OXON HILL, Md. (AP) — When the confetti flew, the two boys stood in the center of the stage and shook hands. They held up the trophy together. Both were champions, a Spelling Bee finish unseen in more than half a century.
After all, it wouldn't have seemed right for one of them to finish second. Sriram Hathwar and Ansun Sujoe had essentially used up the entire list of words the Bee had to offer. The one time Sriram misspelled, Ansun did too. Then they were spot on for their final 12 spellings combined, acing dark-corner-of-the-dictionary stuff like "thymelici," ''encaenia," ''skandhas," ''sdrucciola" and "holluschick."
Sriram had been a favorite to win. Ansun had come out of nowhere. When it was all done, 14-year-old Sriram from Painted Post, New York, and 13-year-old Ansun from Fort Worth, Texas, had each won $30,000 in cash as co-winners of the 87th Scripps National Spelling Bee.

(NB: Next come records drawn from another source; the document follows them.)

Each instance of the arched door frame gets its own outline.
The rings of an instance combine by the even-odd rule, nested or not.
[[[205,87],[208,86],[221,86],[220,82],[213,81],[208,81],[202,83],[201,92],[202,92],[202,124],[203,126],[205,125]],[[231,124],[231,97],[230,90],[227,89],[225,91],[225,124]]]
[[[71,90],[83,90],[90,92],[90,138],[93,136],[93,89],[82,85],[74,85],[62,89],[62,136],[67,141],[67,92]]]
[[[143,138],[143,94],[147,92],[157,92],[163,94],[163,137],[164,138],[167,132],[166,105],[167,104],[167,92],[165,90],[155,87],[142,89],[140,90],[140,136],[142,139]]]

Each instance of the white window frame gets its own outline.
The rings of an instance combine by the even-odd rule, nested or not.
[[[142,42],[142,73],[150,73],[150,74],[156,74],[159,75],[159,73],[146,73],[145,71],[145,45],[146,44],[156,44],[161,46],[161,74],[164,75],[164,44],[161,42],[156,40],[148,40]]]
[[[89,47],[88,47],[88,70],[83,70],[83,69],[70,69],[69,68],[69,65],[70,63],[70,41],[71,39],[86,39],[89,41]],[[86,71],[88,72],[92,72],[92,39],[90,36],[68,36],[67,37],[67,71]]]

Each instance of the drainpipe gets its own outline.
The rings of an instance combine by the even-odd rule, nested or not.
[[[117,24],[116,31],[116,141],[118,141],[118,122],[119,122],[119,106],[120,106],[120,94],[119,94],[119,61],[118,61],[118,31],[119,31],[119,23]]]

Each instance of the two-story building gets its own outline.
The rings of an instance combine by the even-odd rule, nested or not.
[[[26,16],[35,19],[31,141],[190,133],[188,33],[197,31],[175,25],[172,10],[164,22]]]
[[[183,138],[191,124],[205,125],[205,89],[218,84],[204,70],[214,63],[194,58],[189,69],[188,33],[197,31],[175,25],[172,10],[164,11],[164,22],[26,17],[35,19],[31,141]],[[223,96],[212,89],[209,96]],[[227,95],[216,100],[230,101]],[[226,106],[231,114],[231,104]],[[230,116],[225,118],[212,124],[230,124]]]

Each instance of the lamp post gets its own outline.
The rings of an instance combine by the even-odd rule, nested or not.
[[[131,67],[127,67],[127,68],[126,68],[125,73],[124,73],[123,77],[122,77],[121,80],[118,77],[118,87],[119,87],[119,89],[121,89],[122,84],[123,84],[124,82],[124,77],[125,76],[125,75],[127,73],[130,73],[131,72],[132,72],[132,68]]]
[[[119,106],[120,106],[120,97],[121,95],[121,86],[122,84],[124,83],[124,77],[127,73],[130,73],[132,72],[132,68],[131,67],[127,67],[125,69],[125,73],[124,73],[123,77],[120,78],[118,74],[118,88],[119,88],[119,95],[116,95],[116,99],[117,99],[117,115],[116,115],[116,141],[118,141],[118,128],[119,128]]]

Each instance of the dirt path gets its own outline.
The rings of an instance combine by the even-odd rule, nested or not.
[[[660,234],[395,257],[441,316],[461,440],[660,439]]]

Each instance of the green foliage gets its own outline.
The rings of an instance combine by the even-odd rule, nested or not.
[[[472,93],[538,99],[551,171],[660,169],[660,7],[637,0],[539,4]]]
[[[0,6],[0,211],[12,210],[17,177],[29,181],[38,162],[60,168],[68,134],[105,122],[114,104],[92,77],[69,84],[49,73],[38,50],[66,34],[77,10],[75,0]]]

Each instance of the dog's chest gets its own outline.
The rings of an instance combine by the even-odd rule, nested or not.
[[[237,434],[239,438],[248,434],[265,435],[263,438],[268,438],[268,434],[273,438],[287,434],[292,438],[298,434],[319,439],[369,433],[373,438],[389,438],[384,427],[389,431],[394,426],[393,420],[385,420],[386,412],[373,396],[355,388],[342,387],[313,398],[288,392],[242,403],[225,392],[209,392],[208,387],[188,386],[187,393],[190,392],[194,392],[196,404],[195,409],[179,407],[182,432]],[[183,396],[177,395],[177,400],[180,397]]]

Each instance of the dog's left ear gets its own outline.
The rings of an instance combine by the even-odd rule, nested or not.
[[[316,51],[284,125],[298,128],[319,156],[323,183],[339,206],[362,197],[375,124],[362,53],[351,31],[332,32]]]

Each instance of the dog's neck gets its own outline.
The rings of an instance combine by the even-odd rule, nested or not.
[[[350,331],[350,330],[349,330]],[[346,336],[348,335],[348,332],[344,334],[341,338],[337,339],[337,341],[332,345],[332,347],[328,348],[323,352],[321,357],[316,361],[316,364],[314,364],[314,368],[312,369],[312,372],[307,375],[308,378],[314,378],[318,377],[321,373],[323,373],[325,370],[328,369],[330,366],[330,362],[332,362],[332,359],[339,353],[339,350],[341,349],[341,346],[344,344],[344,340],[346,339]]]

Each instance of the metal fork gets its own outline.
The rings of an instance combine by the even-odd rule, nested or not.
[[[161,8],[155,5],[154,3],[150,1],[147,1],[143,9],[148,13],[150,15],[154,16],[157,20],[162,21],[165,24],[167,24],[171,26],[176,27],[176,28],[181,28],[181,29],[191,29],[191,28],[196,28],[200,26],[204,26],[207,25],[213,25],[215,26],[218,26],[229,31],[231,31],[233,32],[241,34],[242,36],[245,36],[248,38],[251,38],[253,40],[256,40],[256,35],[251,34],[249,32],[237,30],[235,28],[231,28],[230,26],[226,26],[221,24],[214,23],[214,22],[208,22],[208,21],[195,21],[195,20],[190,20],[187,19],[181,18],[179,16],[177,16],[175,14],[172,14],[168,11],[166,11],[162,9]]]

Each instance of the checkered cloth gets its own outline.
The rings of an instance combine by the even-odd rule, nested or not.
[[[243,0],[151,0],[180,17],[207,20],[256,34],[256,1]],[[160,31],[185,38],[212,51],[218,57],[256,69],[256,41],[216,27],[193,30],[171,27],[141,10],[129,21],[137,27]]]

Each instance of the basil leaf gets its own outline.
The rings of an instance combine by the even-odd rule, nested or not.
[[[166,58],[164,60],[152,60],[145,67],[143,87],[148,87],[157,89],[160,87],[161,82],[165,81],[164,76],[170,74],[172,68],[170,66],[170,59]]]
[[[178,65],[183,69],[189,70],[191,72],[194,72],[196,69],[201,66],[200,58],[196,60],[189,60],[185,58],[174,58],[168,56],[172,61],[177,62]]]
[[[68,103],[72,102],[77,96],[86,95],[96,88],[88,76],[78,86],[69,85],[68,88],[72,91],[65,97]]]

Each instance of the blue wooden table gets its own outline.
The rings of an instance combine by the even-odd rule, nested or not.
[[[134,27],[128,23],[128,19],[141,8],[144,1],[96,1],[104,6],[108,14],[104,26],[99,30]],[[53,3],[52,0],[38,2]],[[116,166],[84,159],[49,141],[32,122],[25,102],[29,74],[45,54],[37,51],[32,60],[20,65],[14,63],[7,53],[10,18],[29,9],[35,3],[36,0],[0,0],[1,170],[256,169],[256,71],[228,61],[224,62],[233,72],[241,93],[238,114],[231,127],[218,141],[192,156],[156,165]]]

"I think we both know that the competition is against the dictionary and not against each other," Sriram said. "I'm happy to share this trophy with him."
Not since 1962 had the Bee ended in a tie. It came about because the rules state that only 25 words remain once the competition is down to two or three spellers. Sriram thought he was a goner when he stumbled on "corpsbruder" (a close comrade), but Ansun then couldn't handle "antigropelos" (waterproof leggings).
So they kept going, the spelling celebrity and the upstart, and the doomsday bell never sounded again.
Sriram was competing in the Bee for the fifth time and had finished third last year. He had received the full ESPN star treatment. Ansun, looking fashionable in a red bowtie, failed to get out of the preliminaries in his only previous appearance — and was one of Sriram's fans.